LIDO ISLE COMMUNITY ASSOCIATION, Defendant and Respondent
Civ. 15980.
California Court of Appeal.
Jun 20, 1977.
70 Cal. App. 3d 858
Counsel, Joslyn, Roeth, Angerhofer, Olds & Condon and Daniel B. Condon for Plaintiffs and Appellants., Rutan & Tucker and Robert C. Braun for Defendant and Respondent.
Kaufman.
Cited by 24 opinions  |  Published

Opinion

KAUFMAN, J

T. Edward Beehan and Claire E. Beehan (hereinafter plaintiffs) appeal from a judgment in favor of defendant Lido Isle Community Association (Thereinafter Association) denying plaintiffs’ claim for reimbursement for attorney fees and costs incurred in obtaining a stipulated judgment against Robert P. and Loring P. Warmington (hereinafter Warmingtons).

Findings of fact and conclusions of law were waived by plaintiffs’ failure to request them. (Code Civ. Proc., § 632.) Accordingly, we presume in support of the judgment each favorable finding of fact supported by the evidence. (Stewart v. Langer, 9 Cal.App.2d 60, 61 [48 P.2d 758].)

Plaintiffs and the Warmingtons own property situated diagonally across a street from each other on Lido Isle in Newport Beach. The property on Lido Isle is subject to a declaration of protective restrictions executed and recorded in 1928. Association is a nonprofit corporation which was also organized in 1928. The activities in which it is permitted to engage are set forth in the “Purposes Clause” of its articles of incorporation. One of the enumerated purposes is the enforcement of the declaration of protective restrictions.

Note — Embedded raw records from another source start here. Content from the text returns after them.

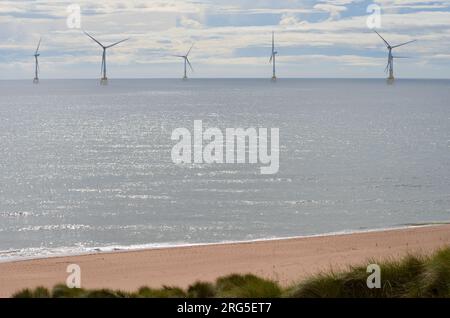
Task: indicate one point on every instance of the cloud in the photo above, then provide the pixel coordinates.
(306, 31)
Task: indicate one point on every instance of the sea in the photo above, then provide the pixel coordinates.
(86, 168)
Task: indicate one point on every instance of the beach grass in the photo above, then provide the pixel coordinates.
(411, 277)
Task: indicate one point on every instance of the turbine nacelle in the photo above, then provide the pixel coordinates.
(186, 62)
(104, 79)
(390, 64)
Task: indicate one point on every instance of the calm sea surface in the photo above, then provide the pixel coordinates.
(85, 167)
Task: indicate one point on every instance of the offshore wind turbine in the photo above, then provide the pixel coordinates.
(186, 62)
(104, 79)
(36, 65)
(390, 65)
(272, 58)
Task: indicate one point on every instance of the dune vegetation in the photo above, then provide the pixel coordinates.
(412, 276)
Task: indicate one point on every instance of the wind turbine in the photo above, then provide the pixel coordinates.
(186, 62)
(391, 57)
(272, 57)
(36, 67)
(104, 79)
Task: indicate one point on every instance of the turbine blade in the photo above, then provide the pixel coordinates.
(93, 39)
(385, 42)
(187, 54)
(103, 64)
(114, 44)
(273, 41)
(39, 44)
(403, 44)
(187, 60)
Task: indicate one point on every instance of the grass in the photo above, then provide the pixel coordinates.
(412, 276)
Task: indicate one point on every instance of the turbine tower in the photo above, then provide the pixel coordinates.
(390, 65)
(104, 79)
(36, 66)
(186, 62)
(272, 58)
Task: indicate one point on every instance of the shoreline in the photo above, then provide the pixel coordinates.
(285, 260)
(111, 249)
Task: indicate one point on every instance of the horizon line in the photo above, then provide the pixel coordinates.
(227, 78)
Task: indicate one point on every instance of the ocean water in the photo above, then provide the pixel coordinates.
(85, 167)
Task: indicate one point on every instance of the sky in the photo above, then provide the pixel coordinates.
(232, 38)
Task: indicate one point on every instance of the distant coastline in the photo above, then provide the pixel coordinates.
(285, 261)
(70, 252)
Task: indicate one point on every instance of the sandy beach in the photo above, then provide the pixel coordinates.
(286, 261)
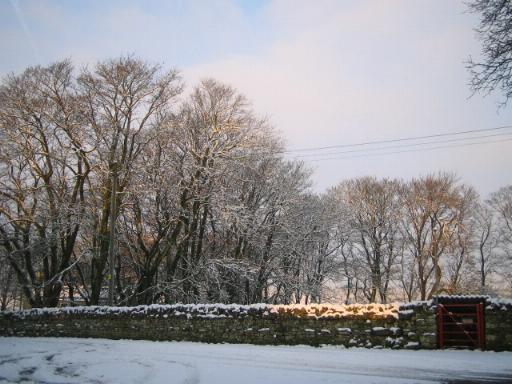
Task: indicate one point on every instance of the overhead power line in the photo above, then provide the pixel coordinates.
(388, 141)
(410, 150)
(404, 145)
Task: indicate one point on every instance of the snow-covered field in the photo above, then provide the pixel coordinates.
(52, 360)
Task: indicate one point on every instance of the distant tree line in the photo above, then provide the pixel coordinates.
(192, 196)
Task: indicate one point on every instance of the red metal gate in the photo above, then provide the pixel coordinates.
(461, 325)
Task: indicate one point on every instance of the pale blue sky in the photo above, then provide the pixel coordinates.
(325, 72)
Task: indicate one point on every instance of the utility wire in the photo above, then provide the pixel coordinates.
(410, 150)
(398, 140)
(405, 145)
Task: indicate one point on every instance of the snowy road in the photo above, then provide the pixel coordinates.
(51, 360)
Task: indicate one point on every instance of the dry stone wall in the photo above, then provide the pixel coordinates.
(498, 325)
(412, 326)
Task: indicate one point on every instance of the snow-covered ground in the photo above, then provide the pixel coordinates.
(52, 360)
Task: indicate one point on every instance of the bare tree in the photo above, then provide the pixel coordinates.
(434, 207)
(44, 168)
(121, 99)
(495, 32)
(374, 216)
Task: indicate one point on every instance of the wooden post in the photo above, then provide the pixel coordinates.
(113, 219)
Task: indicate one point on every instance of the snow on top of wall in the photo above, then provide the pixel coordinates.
(210, 311)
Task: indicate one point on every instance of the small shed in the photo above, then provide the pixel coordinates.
(461, 321)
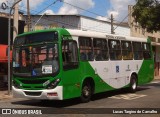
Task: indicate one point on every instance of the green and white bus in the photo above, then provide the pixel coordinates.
(59, 64)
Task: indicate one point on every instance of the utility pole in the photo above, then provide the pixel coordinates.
(15, 24)
(9, 45)
(112, 28)
(29, 17)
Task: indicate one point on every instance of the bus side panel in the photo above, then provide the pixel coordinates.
(73, 81)
(146, 72)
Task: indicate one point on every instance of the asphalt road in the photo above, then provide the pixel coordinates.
(114, 103)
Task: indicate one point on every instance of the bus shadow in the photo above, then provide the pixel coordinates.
(115, 92)
(74, 101)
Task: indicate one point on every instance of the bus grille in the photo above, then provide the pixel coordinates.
(38, 81)
(32, 93)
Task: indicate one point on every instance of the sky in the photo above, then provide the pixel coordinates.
(99, 9)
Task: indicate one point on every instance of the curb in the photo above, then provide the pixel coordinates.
(4, 95)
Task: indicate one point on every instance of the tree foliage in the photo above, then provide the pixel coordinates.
(147, 14)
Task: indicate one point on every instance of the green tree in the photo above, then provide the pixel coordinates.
(147, 14)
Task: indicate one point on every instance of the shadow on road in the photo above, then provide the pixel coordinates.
(75, 101)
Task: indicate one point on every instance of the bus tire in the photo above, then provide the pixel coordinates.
(133, 84)
(86, 92)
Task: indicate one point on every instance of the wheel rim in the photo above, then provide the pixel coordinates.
(86, 91)
(134, 85)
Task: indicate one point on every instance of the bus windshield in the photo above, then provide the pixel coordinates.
(36, 60)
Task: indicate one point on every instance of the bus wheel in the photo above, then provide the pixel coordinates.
(133, 84)
(86, 92)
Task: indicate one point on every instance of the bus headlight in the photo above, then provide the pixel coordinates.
(53, 84)
(16, 85)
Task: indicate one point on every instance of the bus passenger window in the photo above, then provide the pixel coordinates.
(146, 51)
(115, 50)
(85, 47)
(137, 50)
(69, 54)
(100, 49)
(127, 50)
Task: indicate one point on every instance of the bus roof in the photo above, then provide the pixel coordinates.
(103, 35)
(92, 34)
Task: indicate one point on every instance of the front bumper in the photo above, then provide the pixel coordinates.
(39, 94)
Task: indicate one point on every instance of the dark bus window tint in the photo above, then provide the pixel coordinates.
(127, 50)
(137, 50)
(114, 49)
(36, 38)
(86, 51)
(69, 54)
(146, 50)
(100, 49)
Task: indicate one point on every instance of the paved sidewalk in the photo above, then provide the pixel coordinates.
(4, 92)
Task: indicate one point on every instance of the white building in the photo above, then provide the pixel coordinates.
(77, 22)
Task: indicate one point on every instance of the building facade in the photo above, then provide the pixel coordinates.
(76, 22)
(137, 31)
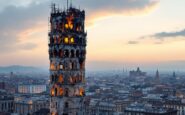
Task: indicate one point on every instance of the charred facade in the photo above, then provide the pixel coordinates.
(67, 54)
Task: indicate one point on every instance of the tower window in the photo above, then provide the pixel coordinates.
(77, 53)
(72, 54)
(61, 66)
(72, 40)
(66, 53)
(66, 40)
(66, 105)
(61, 79)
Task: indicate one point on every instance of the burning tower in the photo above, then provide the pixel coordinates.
(67, 53)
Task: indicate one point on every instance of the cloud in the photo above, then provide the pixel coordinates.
(133, 42)
(18, 16)
(163, 35)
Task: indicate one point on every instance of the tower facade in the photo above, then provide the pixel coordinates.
(67, 54)
(157, 77)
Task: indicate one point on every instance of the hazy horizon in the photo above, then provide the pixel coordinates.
(123, 34)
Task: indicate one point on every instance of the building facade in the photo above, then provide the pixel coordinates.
(31, 89)
(27, 106)
(67, 53)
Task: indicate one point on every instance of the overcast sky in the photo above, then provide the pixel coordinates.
(121, 33)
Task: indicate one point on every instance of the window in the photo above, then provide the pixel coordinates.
(72, 40)
(66, 40)
(72, 54)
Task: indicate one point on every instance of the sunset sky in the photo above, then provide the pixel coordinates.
(121, 33)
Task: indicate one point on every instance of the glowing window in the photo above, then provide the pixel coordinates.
(81, 91)
(66, 40)
(71, 26)
(61, 92)
(52, 66)
(66, 26)
(52, 92)
(61, 67)
(61, 79)
(72, 40)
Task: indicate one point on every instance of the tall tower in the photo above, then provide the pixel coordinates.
(67, 54)
(157, 77)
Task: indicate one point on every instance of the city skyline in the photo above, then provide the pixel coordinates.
(131, 33)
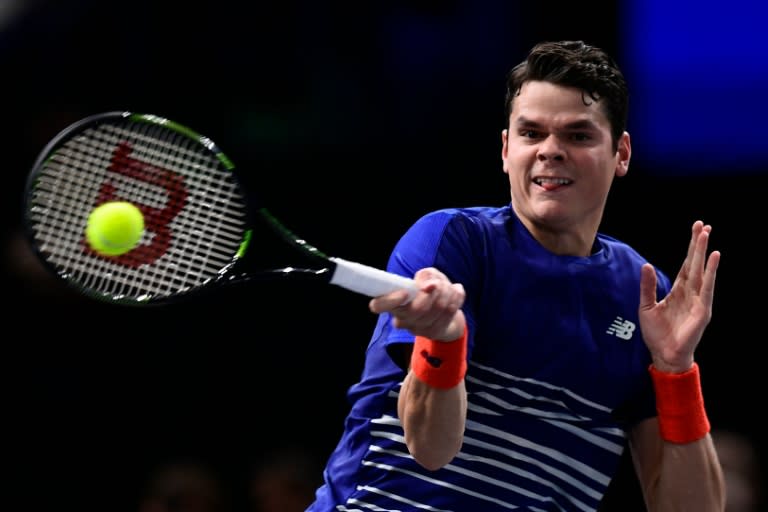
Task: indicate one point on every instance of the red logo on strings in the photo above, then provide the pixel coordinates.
(156, 220)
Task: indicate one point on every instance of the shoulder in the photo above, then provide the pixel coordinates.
(475, 215)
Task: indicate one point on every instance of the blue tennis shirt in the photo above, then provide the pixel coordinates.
(558, 373)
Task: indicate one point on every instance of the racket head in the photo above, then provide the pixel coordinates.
(197, 219)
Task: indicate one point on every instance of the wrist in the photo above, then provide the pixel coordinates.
(680, 405)
(440, 364)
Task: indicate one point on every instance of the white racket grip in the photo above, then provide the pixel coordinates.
(370, 281)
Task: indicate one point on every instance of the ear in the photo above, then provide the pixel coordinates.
(504, 135)
(623, 153)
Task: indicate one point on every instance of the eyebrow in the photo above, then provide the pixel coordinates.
(581, 124)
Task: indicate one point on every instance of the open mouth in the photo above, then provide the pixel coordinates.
(552, 183)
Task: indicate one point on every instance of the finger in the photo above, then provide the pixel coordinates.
(647, 287)
(696, 270)
(708, 284)
(389, 301)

[*862] In November 1973, the Warmingtons submitted architectural plans to Association for approval. Association’s architectural committee reviewed the plans to determine whether there were any setback restrictions and in so doing relied on a booklet entitled “The Declaration of Restrictions” which contained the original restrictions and modifications thereto. The booklet indicated a four-foot setback requirement. Warmingtons’ plans complied. Association therefore approved the plans as submitted. The same plans were approved by the City of Newport Beach and a building permit was issued in December 1973.

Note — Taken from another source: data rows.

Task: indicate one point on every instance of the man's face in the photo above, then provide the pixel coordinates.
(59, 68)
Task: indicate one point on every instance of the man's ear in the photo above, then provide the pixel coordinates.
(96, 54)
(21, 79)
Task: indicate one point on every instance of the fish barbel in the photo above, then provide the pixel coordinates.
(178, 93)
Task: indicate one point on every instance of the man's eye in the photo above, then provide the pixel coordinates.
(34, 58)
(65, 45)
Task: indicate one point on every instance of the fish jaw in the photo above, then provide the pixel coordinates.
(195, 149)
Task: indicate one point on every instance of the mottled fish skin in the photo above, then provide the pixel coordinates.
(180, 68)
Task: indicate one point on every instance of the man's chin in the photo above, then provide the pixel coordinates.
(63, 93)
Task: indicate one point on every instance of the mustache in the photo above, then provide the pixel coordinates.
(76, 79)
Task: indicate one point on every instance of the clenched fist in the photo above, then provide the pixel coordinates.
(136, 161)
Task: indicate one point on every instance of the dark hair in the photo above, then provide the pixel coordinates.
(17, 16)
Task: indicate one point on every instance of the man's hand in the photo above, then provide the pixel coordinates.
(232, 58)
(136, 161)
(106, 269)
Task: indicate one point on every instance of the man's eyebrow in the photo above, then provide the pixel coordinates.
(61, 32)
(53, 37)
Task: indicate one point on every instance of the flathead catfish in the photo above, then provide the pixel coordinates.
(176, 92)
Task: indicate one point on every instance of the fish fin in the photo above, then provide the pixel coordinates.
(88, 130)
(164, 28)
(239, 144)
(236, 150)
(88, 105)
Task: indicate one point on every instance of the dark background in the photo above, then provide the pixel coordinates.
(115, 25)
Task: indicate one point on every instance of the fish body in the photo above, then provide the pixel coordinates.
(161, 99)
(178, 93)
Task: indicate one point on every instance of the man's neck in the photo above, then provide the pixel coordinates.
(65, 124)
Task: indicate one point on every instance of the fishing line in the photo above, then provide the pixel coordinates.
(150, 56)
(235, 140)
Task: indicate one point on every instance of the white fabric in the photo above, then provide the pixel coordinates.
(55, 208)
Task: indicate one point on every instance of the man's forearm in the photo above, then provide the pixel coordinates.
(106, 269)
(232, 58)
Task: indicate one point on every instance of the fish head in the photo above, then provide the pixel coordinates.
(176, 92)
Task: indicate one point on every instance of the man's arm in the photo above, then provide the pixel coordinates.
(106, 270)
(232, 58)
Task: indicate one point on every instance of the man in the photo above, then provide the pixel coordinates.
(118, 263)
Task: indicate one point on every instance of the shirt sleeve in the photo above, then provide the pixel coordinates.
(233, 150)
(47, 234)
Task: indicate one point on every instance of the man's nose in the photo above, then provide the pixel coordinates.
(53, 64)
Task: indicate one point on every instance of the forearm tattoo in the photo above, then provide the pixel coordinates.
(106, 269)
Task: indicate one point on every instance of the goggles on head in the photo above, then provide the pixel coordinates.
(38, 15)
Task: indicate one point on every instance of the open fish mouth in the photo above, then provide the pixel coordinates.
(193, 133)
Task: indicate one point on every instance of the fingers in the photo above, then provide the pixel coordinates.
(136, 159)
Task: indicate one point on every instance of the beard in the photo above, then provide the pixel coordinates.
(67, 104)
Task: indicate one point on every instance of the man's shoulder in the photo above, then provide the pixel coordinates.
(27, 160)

Construction of the Warmingtons’ house commenced in January 1974. In February, plaintiffs contacted Mr. William Sprague, Association’s administrator, for the purpose of ascertaining whether the Warmingtons’ structure violated a setback provision in the declaration of restrictions. Mr. Sprague inspected the building site but could not determine whether the construction violated setback requirements. He requested the City of Newport Beach to inspect the premises; the city did so and found that the construction did not breach the restrictions.

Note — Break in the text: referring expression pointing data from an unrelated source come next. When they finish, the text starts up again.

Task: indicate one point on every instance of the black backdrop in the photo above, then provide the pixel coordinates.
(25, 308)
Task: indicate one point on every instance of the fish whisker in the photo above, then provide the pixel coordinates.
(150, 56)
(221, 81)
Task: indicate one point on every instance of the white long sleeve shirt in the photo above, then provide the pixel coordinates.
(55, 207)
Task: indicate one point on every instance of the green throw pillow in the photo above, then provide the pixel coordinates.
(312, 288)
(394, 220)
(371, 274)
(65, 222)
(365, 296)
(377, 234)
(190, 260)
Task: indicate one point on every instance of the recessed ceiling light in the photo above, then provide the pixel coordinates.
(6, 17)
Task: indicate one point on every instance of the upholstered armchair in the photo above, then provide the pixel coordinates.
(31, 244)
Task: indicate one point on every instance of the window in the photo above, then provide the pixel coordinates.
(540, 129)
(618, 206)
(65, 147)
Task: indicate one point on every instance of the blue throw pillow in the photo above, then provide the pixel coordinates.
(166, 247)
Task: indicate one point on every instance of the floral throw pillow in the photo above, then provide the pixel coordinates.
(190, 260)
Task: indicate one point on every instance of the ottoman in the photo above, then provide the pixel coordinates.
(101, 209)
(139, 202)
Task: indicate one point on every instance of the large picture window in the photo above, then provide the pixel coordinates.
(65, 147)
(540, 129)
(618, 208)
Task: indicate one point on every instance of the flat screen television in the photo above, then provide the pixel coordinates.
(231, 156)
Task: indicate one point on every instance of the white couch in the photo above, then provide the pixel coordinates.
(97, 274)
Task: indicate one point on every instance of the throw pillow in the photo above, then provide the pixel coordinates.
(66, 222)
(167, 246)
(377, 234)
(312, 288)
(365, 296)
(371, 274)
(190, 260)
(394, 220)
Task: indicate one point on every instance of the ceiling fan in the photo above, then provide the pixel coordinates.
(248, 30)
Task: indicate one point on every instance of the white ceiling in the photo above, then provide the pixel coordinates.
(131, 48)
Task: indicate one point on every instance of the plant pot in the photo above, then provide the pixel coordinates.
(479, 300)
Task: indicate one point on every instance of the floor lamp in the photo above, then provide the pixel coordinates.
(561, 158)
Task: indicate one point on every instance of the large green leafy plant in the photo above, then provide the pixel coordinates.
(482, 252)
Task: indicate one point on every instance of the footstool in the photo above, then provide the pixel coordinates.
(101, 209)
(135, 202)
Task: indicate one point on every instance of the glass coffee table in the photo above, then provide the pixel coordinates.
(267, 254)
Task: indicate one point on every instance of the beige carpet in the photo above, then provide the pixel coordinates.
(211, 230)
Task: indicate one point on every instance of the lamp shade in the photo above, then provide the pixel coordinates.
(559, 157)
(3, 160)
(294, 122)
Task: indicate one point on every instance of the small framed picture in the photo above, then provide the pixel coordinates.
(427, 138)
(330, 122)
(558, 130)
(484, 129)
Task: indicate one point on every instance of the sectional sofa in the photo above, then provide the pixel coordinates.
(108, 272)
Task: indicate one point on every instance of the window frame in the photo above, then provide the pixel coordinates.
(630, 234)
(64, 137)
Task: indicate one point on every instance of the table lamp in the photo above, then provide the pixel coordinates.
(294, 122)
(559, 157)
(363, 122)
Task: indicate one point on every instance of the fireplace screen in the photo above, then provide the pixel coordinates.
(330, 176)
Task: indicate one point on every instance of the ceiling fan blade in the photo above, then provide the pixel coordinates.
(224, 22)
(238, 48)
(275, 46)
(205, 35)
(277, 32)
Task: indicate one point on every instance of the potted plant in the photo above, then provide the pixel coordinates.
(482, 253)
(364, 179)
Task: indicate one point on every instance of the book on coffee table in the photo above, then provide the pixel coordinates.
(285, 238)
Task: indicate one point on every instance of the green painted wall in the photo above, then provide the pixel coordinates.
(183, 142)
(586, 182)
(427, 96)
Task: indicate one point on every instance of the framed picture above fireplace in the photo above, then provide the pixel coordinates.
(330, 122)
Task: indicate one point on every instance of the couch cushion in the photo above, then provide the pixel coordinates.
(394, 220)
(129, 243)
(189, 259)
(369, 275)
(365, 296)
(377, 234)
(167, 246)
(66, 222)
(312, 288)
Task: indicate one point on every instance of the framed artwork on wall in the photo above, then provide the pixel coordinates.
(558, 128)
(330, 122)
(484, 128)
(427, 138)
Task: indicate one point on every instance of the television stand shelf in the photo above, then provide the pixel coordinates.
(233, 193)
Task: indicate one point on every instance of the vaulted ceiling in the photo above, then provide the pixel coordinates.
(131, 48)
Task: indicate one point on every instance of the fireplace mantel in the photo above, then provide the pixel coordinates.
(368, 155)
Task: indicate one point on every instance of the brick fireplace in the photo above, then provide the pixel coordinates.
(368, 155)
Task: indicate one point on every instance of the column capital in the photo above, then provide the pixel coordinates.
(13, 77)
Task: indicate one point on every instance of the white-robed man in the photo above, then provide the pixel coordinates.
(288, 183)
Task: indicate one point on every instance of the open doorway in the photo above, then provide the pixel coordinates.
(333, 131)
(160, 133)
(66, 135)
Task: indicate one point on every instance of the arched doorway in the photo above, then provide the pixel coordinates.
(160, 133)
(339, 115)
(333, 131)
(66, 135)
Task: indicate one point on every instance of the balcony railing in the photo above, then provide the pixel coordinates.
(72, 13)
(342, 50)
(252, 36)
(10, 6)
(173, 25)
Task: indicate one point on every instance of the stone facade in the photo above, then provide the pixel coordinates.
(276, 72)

On Februaiy 25, plaintiffs visited Association’s offices to review the declaration of restrictions and Association’s minute book. The declaration indicated only a four-foot setback requirement on the Warmingtons’ property. From the minute book, however, plaintiffs found copies of minutes from meetings held in 1953 and 1954 which indicated that Association’s board of directors adopted a resolution amending the setback requirement on the Warmingtons’ property and some surrounding property from four feet to six feet. A copy of the amendment had been recorded February 25, 1954. Plaintiffs informed Mr. Sprague of their discovery.

In a continuation of his investigation, Mr. Sprague reviewed the minutes and also reviewed the 1928 declaration of restrictions. This declaration specifies certain procedures that must be followed in order to adopt a valid modification of the restrictions. First, there must be a public hearing. After such hearing, written consent of Association must be given. Finally, written consent must be obtained from more than one-half of the owners of the property within 500 feet of the outer boundaries of the lot or lots on which the restrictions are to be changed.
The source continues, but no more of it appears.